How to get rid of cold callers

Published 22 January 2016 by

Receiving a sales call from a company you don’t know can be a nuisance at the best of times, but even more so when you feel compelled to pick up the phone as the number is withheld. Previously, companies could phone up customers without having to display their phone numbers, but that’s all set to change thanks to new legislation being brought in by the Government.

New legislation

Plans for a change in the law are thought to be underway, with the Government set to force cold callers to display their caller ID when calling customers. This will make it easier for people to decline the phone call or make formal complaints about firms to regulators.

The consultation for these plans is set to launch this month and if approved, will start to be enforced in April. The aim of this legal requirement is to put a stop to British companies being able to make anonymous phone calls from call centres based in the UK and overseas.

It is believed that ministers are looking to alleviate the stress and anxiety that frequent unsolicited phone calls can bring, particularly to older people who tend to rely more on their telephones as a line of communication.

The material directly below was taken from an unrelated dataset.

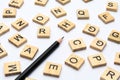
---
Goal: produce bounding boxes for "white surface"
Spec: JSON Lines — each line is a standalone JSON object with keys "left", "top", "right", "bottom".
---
{"left": 0, "top": 0, "right": 120, "bottom": 80}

Vulnerable customers can also be more susceptible to fraudsters posing as marketing agents.

According to figures from the Information Commissioner’s Office(ICO), one in five marketing calls show no caller ID and more than 14,000 complaints are made about nuisance phone calls every month. Through these proposals, companies that flout the rules by repeatedly making nuisance phone calls will be easier to track and could face fines of up to £500,000 or have their licence revoked.

Stop nuisance calls

Before these plans are put into place, there are a few things that you can do to stop or at least limit the nuisance phone calls that you receive.

You can register with the Telephone Preference Service online or by calling 0345 070 0707. Doing so will opt you out of receiving unsolicited sales or marketing calls, as firms are legally not supposed to call you if you’ve signed up to the register.

As a general rule, be careful of the details that you give out when filing in forms and only provide the necessary information. For any complaints that you have about a cold caller, register this with the ICO’s website. Alternatively, if the cold caller is from a claims management company complain through the Government website.

To make sure you’re prepared for when these measures get bought in, you could invest in a telephone with caller display to help you screen calls and avoid those numbers that you don’t recognise.